Foto: via dts Nachrichtenagentur
Der Wehrbeauftragte des Deutschen Bundestages, Henning Otte, begrüßt das Vorgehen des Generalinspekteurs der Bundeswehr, Carsten Breuer, gegen sexualisiertes Fehlverhalten in der Truppe.
„Das Amt des Wehrbeauftragten verzeichnet eine steigende Zahl von Meldungen und Eingaben zu Verstößen gegen die sexuelle Selbstbestimmung“, sagte er der „Rheinischen Post“ (Mittwochsausgabe). Diese Entwicklung erfordere es, dass das Ministerium und die Kommandos dem konsequent begegnen müssten.

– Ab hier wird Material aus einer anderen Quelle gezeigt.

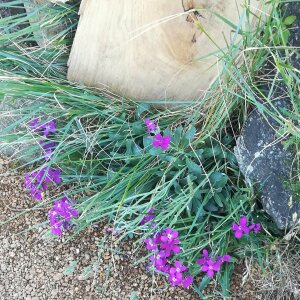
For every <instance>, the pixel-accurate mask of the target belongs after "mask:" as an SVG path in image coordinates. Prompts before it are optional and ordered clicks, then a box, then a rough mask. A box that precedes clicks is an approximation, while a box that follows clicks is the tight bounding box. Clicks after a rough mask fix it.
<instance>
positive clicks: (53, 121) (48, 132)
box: [39, 120, 56, 136]
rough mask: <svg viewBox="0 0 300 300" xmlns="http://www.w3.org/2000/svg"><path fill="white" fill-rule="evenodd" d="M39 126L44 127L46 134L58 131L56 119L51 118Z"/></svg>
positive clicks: (47, 135)
mask: <svg viewBox="0 0 300 300" xmlns="http://www.w3.org/2000/svg"><path fill="white" fill-rule="evenodd" d="M39 127H40V128H41V129H42V131H43V135H44V136H48V135H49V134H51V133H52V134H53V133H55V132H56V127H55V120H51V121H49V122H47V123H45V124H43V125H41V126H39Z"/></svg>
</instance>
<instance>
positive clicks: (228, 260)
mask: <svg viewBox="0 0 300 300" xmlns="http://www.w3.org/2000/svg"><path fill="white" fill-rule="evenodd" d="M230 259H231V256H230V255H228V254H226V255H224V256H223V261H226V262H229V261H230Z"/></svg>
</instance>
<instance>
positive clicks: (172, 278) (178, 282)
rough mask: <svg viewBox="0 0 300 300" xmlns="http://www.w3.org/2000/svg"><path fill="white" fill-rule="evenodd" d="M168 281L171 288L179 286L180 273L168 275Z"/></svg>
mask: <svg viewBox="0 0 300 300" xmlns="http://www.w3.org/2000/svg"><path fill="white" fill-rule="evenodd" d="M168 279H169V281H170V282H171V284H172V285H173V286H176V285H179V284H180V283H181V282H182V279H183V276H182V273H174V274H170V275H169V278H168Z"/></svg>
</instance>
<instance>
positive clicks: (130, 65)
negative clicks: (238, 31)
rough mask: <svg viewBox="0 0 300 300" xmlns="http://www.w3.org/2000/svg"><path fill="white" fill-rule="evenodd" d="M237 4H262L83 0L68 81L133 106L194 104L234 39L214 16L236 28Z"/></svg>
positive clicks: (72, 50) (215, 0)
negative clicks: (181, 101) (155, 100)
mask: <svg viewBox="0 0 300 300" xmlns="http://www.w3.org/2000/svg"><path fill="white" fill-rule="evenodd" d="M245 2H247V3H248V2H250V7H251V11H253V12H256V13H257V9H258V8H260V7H261V5H262V2H263V1H257V0H251V1H244V0H226V1H224V0H196V1H192V0H191V1H188V0H186V1H185V0H83V1H82V4H81V7H80V11H79V14H80V22H79V25H78V29H77V32H76V36H75V40H74V44H73V47H72V51H71V55H70V58H69V70H68V79H69V80H70V81H74V82H78V83H81V84H85V85H87V86H92V87H98V88H105V89H107V90H109V91H111V92H113V93H115V94H118V95H120V96H125V97H128V98H132V99H136V100H194V99H197V98H199V97H200V96H201V95H202V94H203V92H204V91H205V90H207V89H208V88H209V86H210V85H211V83H212V82H213V81H214V79H216V77H217V76H218V75H219V74H220V72H221V70H222V63H221V61H220V58H221V57H222V56H223V53H224V52H226V49H227V47H228V45H229V44H230V41H231V39H232V38H233V36H234V31H233V29H232V27H230V26H229V25H228V24H226V23H225V22H224V21H222V19H221V18H219V17H218V16H216V15H215V14H214V13H217V14H219V15H222V16H223V17H224V18H226V19H228V20H229V21H230V22H231V23H233V24H236V25H237V24H238V23H239V21H240V20H241V15H242V14H243V9H244V7H245ZM195 9H199V10H197V11H196V10H195ZM244 19H245V20H246V18H244ZM199 25H200V26H202V27H203V28H204V30H205V31H206V33H207V34H206V33H204V32H203V31H201V30H200V29H199ZM208 35H209V37H208Z"/></svg>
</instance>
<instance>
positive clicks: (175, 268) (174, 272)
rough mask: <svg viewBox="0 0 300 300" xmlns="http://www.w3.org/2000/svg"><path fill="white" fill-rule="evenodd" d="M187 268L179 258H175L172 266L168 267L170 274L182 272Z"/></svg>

Angesichts der steigenden Zahlen im Hellfeld habe er den Bundesminister der Verteidigung bereits vor dem Sommer darauf hingewiesen, dass mit geeigneten Maßnahmen nicht abgewartet werden sollte, bis die von seiner Vorgängerin initiierte Dunkelfeldstudie die realen Zahlen ans Licht bringe.
„Sexualisiertes Fehlverhalten steht im klaren Widerspruch zu den grundlegenden Werten der Inneren Führung und muss konsequent geahndet werden“, so Otte. Jeder einzelne Fall sei einer zu viel. Die steigenden Zahlen müssten deshalb ein Auftrag an den Dienstherrn sein, noch genauer hinzuschauen und schnell und konsequent zu handeln. Die Bundeswehr verfüge über klare Regeln und Instrumente der Dienstaufsicht, mahnte Otte. Entscheidend sei, dass diese Regeln im Alltag gelebt und durchgesetzt würden.